Cauliflower Potato Soup- serves 3 as main dish, 4 as a side


  • 1/2 large cauliflower head, cut into florets (about 3 cups)

  • 3 medium leeks, whites and very little green sliced

  • 3 small Yukon potatoes, cut into 1/4 inch cubes

  • 3 tbsp olive oil

  • 4 cups low sodium chicken stock

  • 1 tbsp ground black pepper

  • 1 tbsp dried rosemary

  • 1 tsp kosher salt

  • Parmesan cheese and parsley, for topping


  1. Preheat oven to 400 degress. Place the cauliflower florets, sliced leeks, and cubed potatoes on a lined baking sheet. The potatoes should be cut into small, equal cubes so that they cook faster. Drizzle olive oil over all vegetables, toss to coat, and slide tray into oven. Roast for 20-25 minutes until able to pierce potatoes with a fork.

  2. Add roasted mixture in a large soup pot or dutch oven set over medium heat. Cover with stock, add black pepper, rosemary, and salt. If vegetables are not fully covered with liquid, add in just enough water or additional stock to do so. Simmer on low heat for 10 minutes to further soften vegetables.

  3. Once fully cooked, use an immersion blender to puree contents into a smooth soup. Alternatively, place mixture in a blender and blend carefully. Give the soup a taste and adjust salt, pepper, and rosemary as needed. Blend again, then serve. Garnish with freshly grated parmesan, more cracked pepper, and parsley.


Tortellini Tomato Soup

Who here loves a good soup for a cold fall day? Who here wants to stand over the stove for an hour plus watching it simmer and bubble away? Not me! While for some soups the time spent on the stove is non-negotiable for building the flavor profile, there are plenty other “quick soups” that pack a punch of flavor, but can be made in half the time!

That’s why I’m so excited to share this quick and easy Tortellini Tomato Soup, so you can get back to enjoying your lazy fall day.


Aside from being quick to pull together, this recipe is also full of good nutrition. The base is a low sodium bouillion made from an all-natural ingredients bouillon cube from BOU (who had kindly sent me samples in the past, but I am not being paid to advertise for their products) and canned tomato puree. While prepared canned soups can be very high in sodium, making them at home from carefully chosen ingredients and without going heavy on the salt shaker, can significantly reduce your sodium intake. With a light base, I wanted to still give this soup a creamy quality like grandma’s homemade tomato soup. Rather than adding milk, cream, or yogurt I decided to use cauliflower, that would get blended into the base, to give the soup the pleasantly creamy mouthfeel but with an added boost of fiber.

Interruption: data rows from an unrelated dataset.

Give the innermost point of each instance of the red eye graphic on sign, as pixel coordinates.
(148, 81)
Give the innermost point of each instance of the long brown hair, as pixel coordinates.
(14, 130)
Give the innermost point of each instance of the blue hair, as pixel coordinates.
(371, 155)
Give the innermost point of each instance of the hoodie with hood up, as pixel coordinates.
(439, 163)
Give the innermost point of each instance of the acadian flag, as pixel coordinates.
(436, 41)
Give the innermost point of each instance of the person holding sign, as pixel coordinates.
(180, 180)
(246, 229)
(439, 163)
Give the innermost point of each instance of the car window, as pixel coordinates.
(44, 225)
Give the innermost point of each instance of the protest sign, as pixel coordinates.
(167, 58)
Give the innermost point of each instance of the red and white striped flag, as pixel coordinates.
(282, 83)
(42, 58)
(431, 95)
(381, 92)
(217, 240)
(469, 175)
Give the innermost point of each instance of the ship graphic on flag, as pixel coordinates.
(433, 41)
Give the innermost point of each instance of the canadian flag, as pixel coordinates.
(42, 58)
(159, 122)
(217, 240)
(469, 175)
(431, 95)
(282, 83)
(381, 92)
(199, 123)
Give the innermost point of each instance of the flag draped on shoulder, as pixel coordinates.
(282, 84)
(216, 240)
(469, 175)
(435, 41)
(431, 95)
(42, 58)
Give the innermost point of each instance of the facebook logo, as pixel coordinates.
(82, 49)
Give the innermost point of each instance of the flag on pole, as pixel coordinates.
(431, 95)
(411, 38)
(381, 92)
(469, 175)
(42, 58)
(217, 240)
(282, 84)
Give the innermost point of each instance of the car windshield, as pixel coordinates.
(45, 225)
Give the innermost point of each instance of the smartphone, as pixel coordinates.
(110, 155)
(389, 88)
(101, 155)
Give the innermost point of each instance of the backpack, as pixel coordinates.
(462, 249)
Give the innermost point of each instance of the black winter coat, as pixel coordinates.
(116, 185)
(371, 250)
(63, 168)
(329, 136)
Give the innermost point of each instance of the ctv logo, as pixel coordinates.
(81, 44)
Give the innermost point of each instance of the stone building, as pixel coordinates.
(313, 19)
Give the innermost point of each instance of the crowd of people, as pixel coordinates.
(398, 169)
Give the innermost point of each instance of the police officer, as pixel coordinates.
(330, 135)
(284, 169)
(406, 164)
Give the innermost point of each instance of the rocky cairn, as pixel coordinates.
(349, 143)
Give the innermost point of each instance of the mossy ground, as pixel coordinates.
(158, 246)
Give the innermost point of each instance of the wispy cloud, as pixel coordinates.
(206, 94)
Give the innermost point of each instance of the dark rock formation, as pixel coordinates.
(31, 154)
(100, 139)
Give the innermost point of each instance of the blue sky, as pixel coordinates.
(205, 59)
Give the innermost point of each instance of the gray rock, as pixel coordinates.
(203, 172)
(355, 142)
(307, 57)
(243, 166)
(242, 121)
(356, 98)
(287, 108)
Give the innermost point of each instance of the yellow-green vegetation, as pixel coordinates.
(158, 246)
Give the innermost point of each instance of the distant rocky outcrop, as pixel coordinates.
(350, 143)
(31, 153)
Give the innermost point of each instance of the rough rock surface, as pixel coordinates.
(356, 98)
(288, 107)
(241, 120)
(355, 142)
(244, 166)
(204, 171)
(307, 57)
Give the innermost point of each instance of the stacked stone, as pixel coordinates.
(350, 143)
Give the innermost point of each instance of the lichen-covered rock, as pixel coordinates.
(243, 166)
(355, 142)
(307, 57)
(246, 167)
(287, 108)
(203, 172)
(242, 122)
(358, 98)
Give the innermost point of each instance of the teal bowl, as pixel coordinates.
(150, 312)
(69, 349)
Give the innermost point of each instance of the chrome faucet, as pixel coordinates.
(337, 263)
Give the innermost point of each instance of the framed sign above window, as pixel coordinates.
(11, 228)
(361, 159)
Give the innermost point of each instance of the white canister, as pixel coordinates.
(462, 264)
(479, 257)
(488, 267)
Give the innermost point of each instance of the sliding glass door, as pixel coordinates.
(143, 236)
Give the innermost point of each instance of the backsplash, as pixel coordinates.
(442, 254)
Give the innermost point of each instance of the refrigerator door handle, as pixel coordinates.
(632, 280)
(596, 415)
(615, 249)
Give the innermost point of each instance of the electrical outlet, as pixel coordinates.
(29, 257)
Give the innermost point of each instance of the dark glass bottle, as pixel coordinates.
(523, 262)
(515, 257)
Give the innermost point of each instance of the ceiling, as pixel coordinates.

This recipe makes two servings, so it’s perfect as dinner for you and your partner, or it’s enough to feel “meal prep accomplished” and you can bring for two days worth of reheatable lunches. I hope this soup warms your soul as much as it did mine!

Tortellini Tomato Soup- serves 2


  • 1 tablespoon olive oil

  • 1/4 cup chopped yellow onion

  • Dash of crushed red pepper flakes

  • 1 cup canned tomato sauce

  • 1 clove garlic, finely grated

  • 1.5 cups finely chopped or riced raw cauliflower

  • 2 cups low-sodium vegetable broth (BOU or other brand)

  • 1/2 tsp dried basil

  • 1/2 tsp dried oregano

  • 2 cups fresh or frozen cheese tortellini

  • Grated Parmesan cheese and fresh parsley, for garnish, optional


  1. In a large pot, heat the olive oil over medium heat. Add the onion and cook until tender, about 5 minutes. Stir in the crushed red pepper flakes.

  2. Add the cauliflower, tomato sauce, garlic, and vegetable broth. Stir in dried basil and oregano and simmer on low for 15 minutes.

  3. Use a hand immersion blender to blend the soup (or carefully transfer soup to a blender to blend and return to the pot). Stir in the cheese tortellini and cook on medium-low until tortellini is cooked, about 7-8 minutes. Serve warm, topped with parmesan cheese and parsley.